In 2001, then-Surgeon General David Satcher warned AIDS was a ticking time bomb for American Indians. Now, Indian infection rates are 1.5 times that of white Americans.
More than 30 new cases were identified on the Navajo Reservation this year, including the first documented cases of transmission on the reservation.
The Centers for Disease Control and Prevention is closely tracking the numbers.
Cases for all groups, including American Indians, peaked in 1996 and then dropped with the introduction of new medications. But cases for all groups are on the rise again.
American Indians are infected with AIDS at a rate of 11.7 per 100,000, more than 11/2 times the rate for whites and twice the rate for Asians, according to the CDC. The highest infection rates nationally are among blacks and Hispanics.
Satcher said the death rates for American Indians are also higher than those of some other groups.
“I think it’s a combination of later diagnosis and less access to aggressive treatment,” Satcher said.
Jeanne Bertolli, an epidemiologist in the CDC’s National Center for HIV, STD and TB Prevention, said HIV and AIDS may be even more devastating in American Indian populations because it comes on top of other health risks, including higher rates of diabetes, alcoholism, homicide, suicide and accidental death.
“Native people are vulnerable,” Bertolli said. “The conditions exist that can allow the spread of the disease, including high rates of sexually transmitted infections and illicit drug use.”
Dr. Jonathan Iralu, chief clinical consultant for infectious disease for the Navajo Area of the Indian Health Service, said 24 new HIV cases were diagnosed on the reservation last year. Fifteen cases were diagnosed the year before.

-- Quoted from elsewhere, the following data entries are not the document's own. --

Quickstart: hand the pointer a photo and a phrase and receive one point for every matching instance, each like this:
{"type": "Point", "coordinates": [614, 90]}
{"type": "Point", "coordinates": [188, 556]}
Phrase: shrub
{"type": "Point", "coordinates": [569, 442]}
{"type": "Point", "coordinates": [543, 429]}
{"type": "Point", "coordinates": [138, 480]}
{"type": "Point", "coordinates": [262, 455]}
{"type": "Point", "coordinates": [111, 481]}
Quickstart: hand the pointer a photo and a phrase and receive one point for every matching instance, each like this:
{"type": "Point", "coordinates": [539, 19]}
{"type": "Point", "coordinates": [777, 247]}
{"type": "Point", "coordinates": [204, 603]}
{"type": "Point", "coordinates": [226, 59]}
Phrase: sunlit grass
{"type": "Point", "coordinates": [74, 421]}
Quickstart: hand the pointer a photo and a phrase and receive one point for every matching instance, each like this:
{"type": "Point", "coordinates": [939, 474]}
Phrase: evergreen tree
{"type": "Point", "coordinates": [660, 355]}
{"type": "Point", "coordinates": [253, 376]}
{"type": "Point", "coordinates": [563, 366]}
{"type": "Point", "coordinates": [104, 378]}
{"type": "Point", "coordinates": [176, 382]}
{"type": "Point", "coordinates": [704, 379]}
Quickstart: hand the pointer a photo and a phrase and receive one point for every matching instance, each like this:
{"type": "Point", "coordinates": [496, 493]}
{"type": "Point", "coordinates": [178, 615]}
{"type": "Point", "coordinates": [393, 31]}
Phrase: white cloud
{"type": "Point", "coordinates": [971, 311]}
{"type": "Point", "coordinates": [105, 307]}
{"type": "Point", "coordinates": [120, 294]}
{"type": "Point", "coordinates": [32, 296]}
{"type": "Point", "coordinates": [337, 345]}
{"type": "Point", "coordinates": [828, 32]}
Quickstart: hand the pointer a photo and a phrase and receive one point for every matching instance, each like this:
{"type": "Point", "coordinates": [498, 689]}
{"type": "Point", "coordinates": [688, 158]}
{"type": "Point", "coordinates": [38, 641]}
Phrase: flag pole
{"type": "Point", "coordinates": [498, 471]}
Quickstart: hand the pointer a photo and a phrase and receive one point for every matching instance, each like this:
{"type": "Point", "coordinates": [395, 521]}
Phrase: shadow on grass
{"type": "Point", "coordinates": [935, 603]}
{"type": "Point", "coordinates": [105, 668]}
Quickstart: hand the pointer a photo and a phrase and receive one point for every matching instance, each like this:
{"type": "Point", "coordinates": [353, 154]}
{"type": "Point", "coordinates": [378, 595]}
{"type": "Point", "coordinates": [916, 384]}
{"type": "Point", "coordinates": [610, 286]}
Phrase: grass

Almost all the cases were sexual transmissions, he said.
“A year ago there was evidence people were catching the virus on or near the reservation,” he said. “Before that we blamed the cases on Phoenix, Albuquerque or Los Angeles.”
The increasing number of cases worries Iralu, as does the spread to women, because it signals a widespread problem.
“Heterosexual transmission is a worrisome pattern in the developing world,” Iralu said. “It’s a sign of more general local spread, and it tells us that there’s a risk of congenital spread from mother to child.”